Thanks for the example, this makes sense.

In my case, I think I can safely add a function to ensure that any “&” string will be passed to parse-xml-fragment() as “&amp;” because the source of the unparsed xml will always be well-formed.

For background:

I need to wrap a given list of string matches in a textnode to elements and because I need to to this recursively (eg the string is found three times in the textnode) and also need to pass a list of different matches with different replacements, I find it easier to do it with string replacements and then parsing the thenfragmented text node back to XML rather than ending up splitting the text node to multiple nodes directly.

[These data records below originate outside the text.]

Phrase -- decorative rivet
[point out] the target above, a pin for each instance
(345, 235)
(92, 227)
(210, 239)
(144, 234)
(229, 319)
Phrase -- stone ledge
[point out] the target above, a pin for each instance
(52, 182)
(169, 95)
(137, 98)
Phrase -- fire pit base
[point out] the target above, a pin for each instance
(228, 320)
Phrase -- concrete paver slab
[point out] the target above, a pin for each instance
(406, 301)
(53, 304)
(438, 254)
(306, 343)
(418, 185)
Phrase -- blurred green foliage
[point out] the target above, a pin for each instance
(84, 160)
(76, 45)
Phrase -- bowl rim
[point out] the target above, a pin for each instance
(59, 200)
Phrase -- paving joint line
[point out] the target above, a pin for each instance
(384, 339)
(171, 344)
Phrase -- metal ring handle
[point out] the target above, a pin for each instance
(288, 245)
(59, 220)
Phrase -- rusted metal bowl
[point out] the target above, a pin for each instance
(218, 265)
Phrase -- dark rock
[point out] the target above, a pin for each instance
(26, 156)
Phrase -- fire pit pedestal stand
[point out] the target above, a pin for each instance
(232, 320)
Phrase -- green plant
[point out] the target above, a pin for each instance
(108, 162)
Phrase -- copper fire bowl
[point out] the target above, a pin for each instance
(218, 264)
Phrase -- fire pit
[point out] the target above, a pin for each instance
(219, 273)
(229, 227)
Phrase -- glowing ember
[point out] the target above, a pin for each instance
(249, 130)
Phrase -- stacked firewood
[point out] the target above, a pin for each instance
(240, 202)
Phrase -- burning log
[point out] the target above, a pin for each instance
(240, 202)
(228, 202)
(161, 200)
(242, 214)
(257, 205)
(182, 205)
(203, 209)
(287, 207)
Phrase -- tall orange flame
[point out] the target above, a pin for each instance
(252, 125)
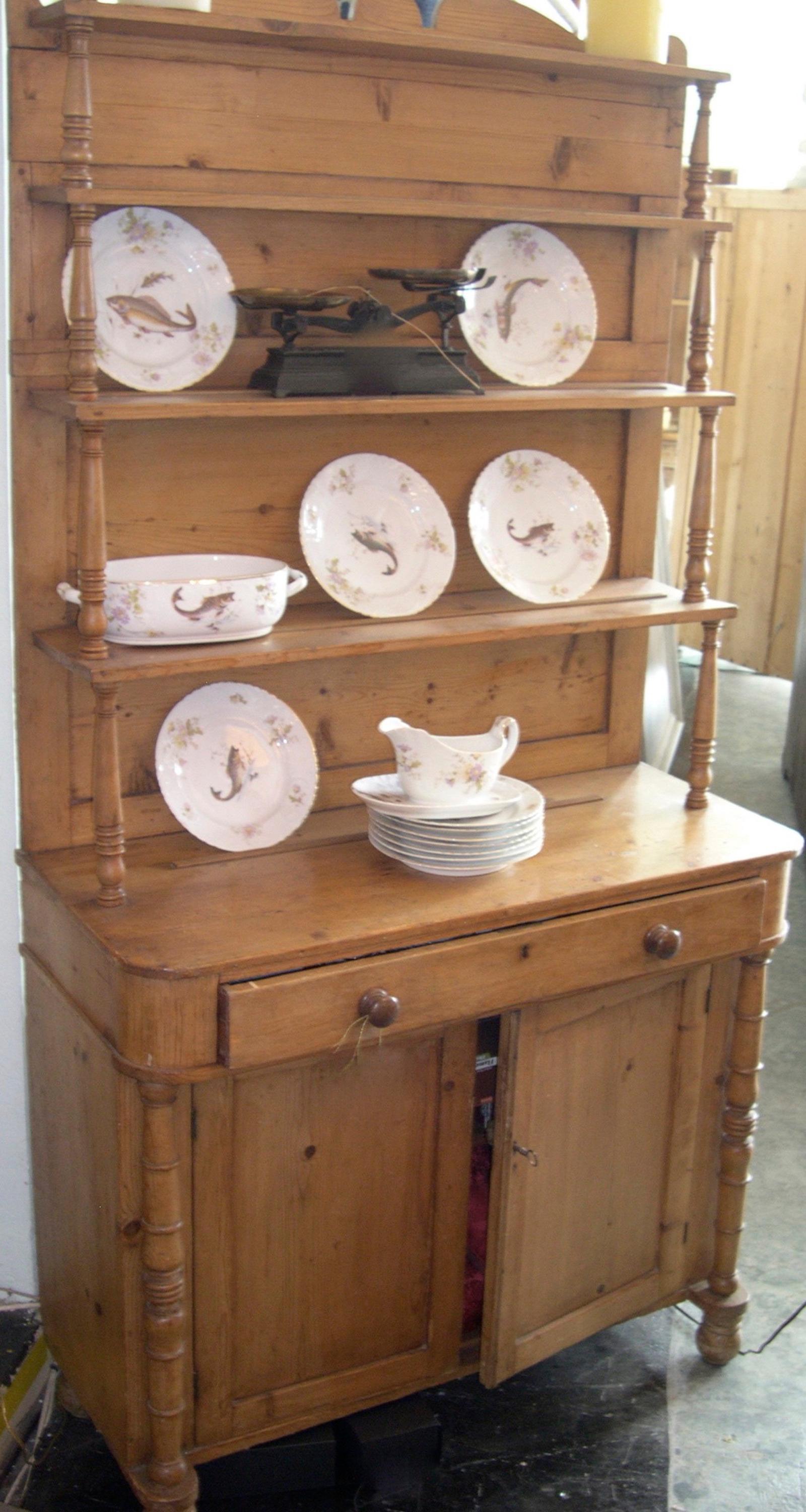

declare function my:replaceText(

$word as xs:string,

$search as xs:string*,

$replace as xs:string*) as xs:string {

(: $search = ("String1", "String2", "String3")

$replace = ("<Replace1/>", "<Replace2/>", "<Replace3/>")

if (empty($search)) then $word

else

replace(my:replaceText($word, tail($search), tail($replace)), '(?<![">])'||my:escapeText(head($search)), head($replace),'j')

};

perhaps there is a better way to do this... how would one do this sort of replacement on mixed content without having to parse this back to XML?

But this works for me when being careful to add some handling for &amp, &gt and &lt.

+1 for internal parser velocity!

Von: Christian Grün <christian.gruen@gmail.com>
Gesendet: Dienstag, 21. November 2023 18:54
An: Zimmel, Daniel <D.Zimmel@ESVmedien.de>
Cc: BaseX <basex-talk@mailman.uni-konstanz.de>
Betreff: Re: [basex-talk] Bug in parse-xml-fragment() and ampersand entity?

Yes, I can see the problem: &DUMMY; ist interpreted as unknown entity and thus replaced with a question mark (a better choice would be the Unicode Replacement Character xFFFD anyway, from today's perspective). We'll keep that in mind and think about alternatives.

If your input is supposed to be interpreted as a single text fragment, one fallback solution (for now) would be

data(parse-xml('<x>' || $string || '</x>'))

Zimmel, Daniel <D.Zimmel@esvmedien.de> schrieb am Di., 21. Nov. 2023, 18:34:

Thanks for the insight!

I can see the benefit with your example – if you look at my example, it is clearly eating the text (“DUMMY”) which might be an edge case, but is obviously a problem when you think the function will give you an error in case of non-wellformedness – some text has silently been deleted.

Daniel

Von: Christian Grün <christian.gruen@gmail.com>
Gesendet: Dienstag, 21. November 2023 16:59
An: Zimmel, Daniel <D.Zimmel@ESVmedien.de>
Cc: basex-talk@mailman.uni-konstanz.de
Betreff: Re: [basex-talk] Bug in parse-xml-fragment() and ampersand entity?

Hi Daniel,

Yes, I assume we’ll need to call it a bug… Although what BaseX is currently doing is known to us to be out of spec behavior. The function fn:parse-xml-fragments is based on our internal XML parser, which is much faster than the standard XML parser (in particular for small input), and it tolerates input that’s not perfectly well-formed. In addition, it accepts HTML entities without a linked DTD:

parse-xml-fragment(`ä`)

We should at least document the behavior or (better) introduce a custom BaseX function for it.

Hope this helps (for now),

Christian

On Tue, Nov 21, 2023 at 3:17 PM Zimmel, Daniel <D.Zimmel@esvmedien.de> wrote:

Hi,

is this a bug?

Query:
parse-xml-fragment('Tom & Jerry')

Result:
Tom ? Jerry

Same result with:
parse-xml-fragment('Tom &DUMMY; Jerry')

BaseX 10.7

Saxon complains correctly that the resulting document node is not well-formed.
BaseX should also return an error, shouldn't it?

Best, Daniel